The results suggest that the mixed computational-experimental approach presented here works in practice. In the first synthetic combinatorial library several ligands were identified that compete favorably with known peptide ligands for binding to HLA-DR4. While direct crystallographic verification of the designed ligand complexed with the protein was not possible, the peptide binding exclusion results indicate that the designed ligand occupies the peptide binding groove of HLA-DR4.
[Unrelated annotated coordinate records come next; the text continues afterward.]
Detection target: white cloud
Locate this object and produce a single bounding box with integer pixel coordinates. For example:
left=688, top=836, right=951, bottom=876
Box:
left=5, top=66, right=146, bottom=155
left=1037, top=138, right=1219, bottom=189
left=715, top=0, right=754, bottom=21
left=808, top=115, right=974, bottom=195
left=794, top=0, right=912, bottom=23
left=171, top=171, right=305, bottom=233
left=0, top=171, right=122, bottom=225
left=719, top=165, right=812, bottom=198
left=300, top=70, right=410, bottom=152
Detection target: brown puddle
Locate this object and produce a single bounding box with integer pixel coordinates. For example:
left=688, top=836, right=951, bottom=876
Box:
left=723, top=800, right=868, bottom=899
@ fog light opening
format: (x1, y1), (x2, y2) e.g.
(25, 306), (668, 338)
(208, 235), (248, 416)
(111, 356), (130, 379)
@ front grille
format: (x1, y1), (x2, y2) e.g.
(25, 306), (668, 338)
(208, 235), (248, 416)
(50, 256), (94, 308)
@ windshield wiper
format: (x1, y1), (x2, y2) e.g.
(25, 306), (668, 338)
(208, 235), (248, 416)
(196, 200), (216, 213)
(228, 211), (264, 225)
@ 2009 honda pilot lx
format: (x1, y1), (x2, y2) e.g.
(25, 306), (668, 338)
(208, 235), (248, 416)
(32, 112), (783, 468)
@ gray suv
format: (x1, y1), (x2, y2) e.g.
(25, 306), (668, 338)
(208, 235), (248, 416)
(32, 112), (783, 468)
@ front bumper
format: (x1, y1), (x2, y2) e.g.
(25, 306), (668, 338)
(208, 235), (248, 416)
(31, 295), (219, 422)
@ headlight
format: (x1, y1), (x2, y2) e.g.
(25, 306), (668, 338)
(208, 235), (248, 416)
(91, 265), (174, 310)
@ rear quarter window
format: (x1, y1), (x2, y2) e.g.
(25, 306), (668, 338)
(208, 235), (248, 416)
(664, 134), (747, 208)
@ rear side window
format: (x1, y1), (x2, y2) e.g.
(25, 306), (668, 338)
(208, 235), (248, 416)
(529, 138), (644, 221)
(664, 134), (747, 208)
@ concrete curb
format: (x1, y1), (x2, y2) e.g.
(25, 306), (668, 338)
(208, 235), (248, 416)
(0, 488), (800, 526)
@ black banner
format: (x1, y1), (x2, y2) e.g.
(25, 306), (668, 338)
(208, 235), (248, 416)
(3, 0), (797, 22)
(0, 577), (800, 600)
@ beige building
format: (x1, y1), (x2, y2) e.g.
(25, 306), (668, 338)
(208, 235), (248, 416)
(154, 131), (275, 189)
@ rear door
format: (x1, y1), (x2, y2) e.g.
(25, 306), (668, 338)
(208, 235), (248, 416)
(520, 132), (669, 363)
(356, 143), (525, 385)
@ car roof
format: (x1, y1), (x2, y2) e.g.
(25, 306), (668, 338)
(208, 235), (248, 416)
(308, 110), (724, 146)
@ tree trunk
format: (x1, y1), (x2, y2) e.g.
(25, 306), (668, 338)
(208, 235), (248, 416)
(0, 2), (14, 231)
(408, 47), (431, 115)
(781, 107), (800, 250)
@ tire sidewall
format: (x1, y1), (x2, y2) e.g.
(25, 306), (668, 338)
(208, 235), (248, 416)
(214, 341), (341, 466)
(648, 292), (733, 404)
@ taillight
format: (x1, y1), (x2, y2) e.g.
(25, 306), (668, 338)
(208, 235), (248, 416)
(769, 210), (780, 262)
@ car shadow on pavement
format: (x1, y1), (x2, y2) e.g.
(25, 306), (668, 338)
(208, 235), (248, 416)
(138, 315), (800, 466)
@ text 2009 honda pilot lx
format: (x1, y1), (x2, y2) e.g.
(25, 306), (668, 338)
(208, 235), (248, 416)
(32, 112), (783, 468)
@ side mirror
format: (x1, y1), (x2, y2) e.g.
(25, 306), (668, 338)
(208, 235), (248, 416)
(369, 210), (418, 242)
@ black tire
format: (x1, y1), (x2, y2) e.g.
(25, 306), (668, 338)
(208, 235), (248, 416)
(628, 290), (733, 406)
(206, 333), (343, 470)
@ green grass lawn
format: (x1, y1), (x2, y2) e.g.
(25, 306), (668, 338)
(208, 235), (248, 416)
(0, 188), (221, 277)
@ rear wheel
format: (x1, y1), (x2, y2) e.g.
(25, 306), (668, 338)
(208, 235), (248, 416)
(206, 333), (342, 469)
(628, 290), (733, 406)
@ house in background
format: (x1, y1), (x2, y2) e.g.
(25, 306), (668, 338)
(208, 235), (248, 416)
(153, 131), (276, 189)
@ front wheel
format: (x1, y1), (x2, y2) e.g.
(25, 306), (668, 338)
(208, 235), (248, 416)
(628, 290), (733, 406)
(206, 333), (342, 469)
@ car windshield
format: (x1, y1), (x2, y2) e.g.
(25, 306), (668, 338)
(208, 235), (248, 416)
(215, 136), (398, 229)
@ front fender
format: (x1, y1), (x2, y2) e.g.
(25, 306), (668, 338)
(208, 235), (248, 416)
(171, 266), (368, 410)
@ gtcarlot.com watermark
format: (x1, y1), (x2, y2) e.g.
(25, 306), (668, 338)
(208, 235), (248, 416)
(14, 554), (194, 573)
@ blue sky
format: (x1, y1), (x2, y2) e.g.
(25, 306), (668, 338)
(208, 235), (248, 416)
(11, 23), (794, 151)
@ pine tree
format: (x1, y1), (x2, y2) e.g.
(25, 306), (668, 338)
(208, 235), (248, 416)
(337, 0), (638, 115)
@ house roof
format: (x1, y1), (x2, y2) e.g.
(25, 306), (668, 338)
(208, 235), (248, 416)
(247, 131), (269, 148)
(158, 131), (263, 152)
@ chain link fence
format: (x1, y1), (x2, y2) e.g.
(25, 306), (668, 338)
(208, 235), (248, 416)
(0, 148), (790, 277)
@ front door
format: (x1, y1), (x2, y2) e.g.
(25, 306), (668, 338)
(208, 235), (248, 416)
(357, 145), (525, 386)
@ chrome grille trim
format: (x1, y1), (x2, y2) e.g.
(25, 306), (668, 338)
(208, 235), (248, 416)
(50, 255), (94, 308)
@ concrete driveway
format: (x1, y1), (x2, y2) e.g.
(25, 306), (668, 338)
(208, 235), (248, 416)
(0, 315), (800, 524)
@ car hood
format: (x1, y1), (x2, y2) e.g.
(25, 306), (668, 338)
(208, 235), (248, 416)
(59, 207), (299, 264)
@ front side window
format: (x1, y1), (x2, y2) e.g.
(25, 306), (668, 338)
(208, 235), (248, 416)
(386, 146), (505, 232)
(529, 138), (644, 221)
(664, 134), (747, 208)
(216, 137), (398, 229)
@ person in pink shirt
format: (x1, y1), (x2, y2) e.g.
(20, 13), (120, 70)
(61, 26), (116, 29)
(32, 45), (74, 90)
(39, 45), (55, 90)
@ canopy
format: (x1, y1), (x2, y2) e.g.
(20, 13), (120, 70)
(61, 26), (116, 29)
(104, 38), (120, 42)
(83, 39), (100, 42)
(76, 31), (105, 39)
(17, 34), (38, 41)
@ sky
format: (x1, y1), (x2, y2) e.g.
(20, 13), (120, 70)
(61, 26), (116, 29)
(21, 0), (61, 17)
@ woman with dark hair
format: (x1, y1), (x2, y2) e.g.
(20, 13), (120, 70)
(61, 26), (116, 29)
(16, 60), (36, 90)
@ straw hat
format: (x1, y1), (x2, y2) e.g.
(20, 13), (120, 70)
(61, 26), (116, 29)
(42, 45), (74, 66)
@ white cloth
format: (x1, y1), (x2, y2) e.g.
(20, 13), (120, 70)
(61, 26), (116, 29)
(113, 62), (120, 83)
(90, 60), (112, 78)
Designing a strong binding ligand is an iterative process in which a lead is identified and hypotheses for improving binding and specificity are generated and tested. In the hybrid combinatorial approach the computational results were used to formulate a first generation library that was focused for the HLA-DR4 binding site. The calculations replaced the experimental screen of an exploratory library which would have been difficult given the promiscuous ligand binding characteristics of the target. Experimental methods were used to test the proposed library and computational analyses rationalized the experimental data. In addition, the computational models provide a framework for using the experimental results to guide refinement of the library to optimize binding; that is, to more finely explore the chemical space centered around the identified lead molecules. Even without crystallographic data, model building results provide a context for using structure-based design methods to suggest refinements in the library such as rigidifying the framework to fix the favored library elements in their positions.